Fourteen years after his first practice chanter lesson from his father, Ursa is one of the finest American pipers ever.
In 2015, Ursa traveled to Scotland for his eighth time, performing at the "majors"—the Argyllshire Gathering in Oban and the Northern Meeting in Inverness—an opportunity few pipers ever have.
But his successful musical career began neither in the hushed competition rooms of the Eden Court Theatre in Inverness, nor at the Royal Braemar Gathering with the Queen of England in attendance. Rather, it began in his home in Clifton, Maine, United States, at the age of seven. Ursa's father, Peter (a distinguished piper himself) asked Ursa and his brother Simon if they'd like to learn the pipes. The answer was a resounding "yes!," one Ursa has never regretted.
Very fortunate to have received the best instruction from day one, Ursa was lovingly encouraged by family and friends from his first go on the chanter. Being Scottish, his family was quite chuffed at having more pipers in the family. Ursa's grandmother Joan, who was his patron for many years, is a McKim from Renton, part of the Fraser clan.
Once Ursa mastered the basics, he became a student of Donald F. Lindsay, a renowned teacher of piping's
classical music, piobaireachd. Over the years, Donald
fostered Ursa's technically- and musically-rich style of highland piping. Most of all, Donald imparted some of his deep understanding of piobaireachd, passed down to him by Robert Brown and Robert Nicol.
Just after his ninth birthday, Ursa played in his first competition, the Citadel Indoor Games in Charleston, South Carolina. He and his brother took most of the prizes, and the Beckfords returned to Maine ready for more!
Over the next six years, the Beckfords—and later Ursa travelling solo—criss-crossed the United States to compete at highland games. Ursa quickly moved through the amateur ranks of the Eastern United States Pipe Band Association (EUSPBA) and, coming full circle, won every prize at the Sandy Jones Invitational, part of the Citadel Indoor Games in Charleston, in February 2011.
That year, Ursa was overall winner almost every day he competed, earning the title of Grade 1 Overall and Piobaireachd Season Champion. In October, Ursa won the William Ross Challenge Targe MSR at the Nicol-Brown Amateur Invitational in Albany, NY, a competition Peter and Donald co-founded years before. The EUSPBA subsequently upgraded Ursa to professional.

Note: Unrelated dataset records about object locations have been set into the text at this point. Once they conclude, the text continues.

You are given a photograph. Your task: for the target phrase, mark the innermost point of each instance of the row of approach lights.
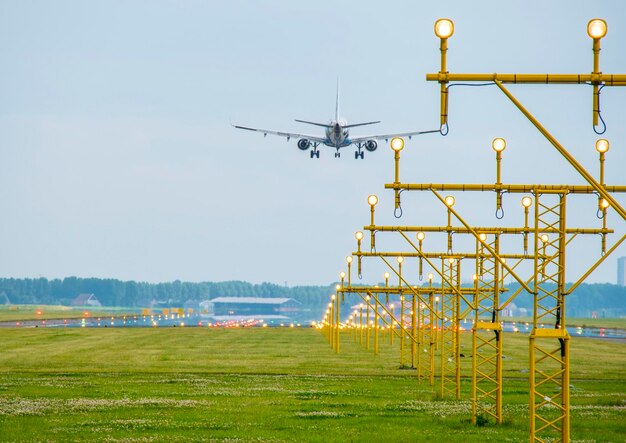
(596, 28)
(498, 145)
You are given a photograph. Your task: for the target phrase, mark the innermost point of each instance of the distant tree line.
(111, 292)
(603, 299)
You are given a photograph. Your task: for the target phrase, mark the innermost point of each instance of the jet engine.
(371, 145)
(304, 144)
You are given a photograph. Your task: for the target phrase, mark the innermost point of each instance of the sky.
(118, 158)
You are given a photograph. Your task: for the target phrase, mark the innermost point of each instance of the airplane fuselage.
(337, 136)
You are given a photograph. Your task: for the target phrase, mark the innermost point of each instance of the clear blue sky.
(117, 158)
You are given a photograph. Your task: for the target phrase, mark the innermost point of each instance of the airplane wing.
(287, 135)
(386, 137)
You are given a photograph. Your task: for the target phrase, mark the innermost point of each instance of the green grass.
(283, 384)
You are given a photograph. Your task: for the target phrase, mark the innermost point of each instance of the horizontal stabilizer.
(323, 125)
(361, 124)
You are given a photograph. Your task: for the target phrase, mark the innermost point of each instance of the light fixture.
(498, 144)
(602, 145)
(444, 28)
(596, 28)
(397, 144)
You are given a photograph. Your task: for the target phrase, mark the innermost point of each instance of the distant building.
(621, 271)
(241, 308)
(86, 300)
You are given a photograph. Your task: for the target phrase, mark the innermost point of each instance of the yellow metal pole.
(572, 161)
(367, 326)
(338, 325)
(444, 87)
(414, 332)
(607, 79)
(596, 89)
(376, 324)
(361, 326)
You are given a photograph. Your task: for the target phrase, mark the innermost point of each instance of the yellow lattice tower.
(449, 341)
(549, 347)
(487, 334)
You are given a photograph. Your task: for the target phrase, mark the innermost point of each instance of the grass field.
(283, 384)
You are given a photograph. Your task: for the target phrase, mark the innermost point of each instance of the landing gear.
(359, 152)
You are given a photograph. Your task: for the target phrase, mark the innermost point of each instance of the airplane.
(337, 135)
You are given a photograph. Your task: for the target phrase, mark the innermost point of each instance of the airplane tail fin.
(361, 124)
(337, 102)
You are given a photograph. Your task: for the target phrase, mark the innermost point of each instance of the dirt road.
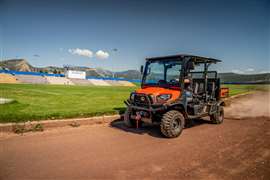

He is the first piper from Maine ever to earn the distinction.
Ursa was a member of the Grade 1 Oran Mor Pipe Band for several years, competing at the World Pipe Band Championships in Glasgow, Scotland.
For a professional piper, mastery is measured on the boards of senior competitions in Scotland, where Ursa has established himself as a promising young piper. Ursa's prizes in Scotland include overall winner at Abernethy Highland Games, Cortachy Highland Games, Cowal Highland Gathering B Grade, third in the MacGregor Memorial Piobaireachd Competition twice, 3rd and 5th in the Braemar Gold Medal, and 1st in the Lochaber Gathering B/C MSR.
Now 21, Ursa is a pupil of Dr. Jack Taylor of Aboyne, Scotland. Ursa is a student at College of the Atlantic in Bar Harbor, Maine, where he studies international affairs and economics. Ursa was awarded the Richard Slaton Davis and Norah Deakin Davis Scholarship for his work in philosophy and the Benjamin A. Gilman International Scholarship to study abroad in India.
A great lover of the outdoors, Ursa is often hiking, camping, backpacking, canoeing, skiing, running, or cycling. Ursa is an Eagle Scout.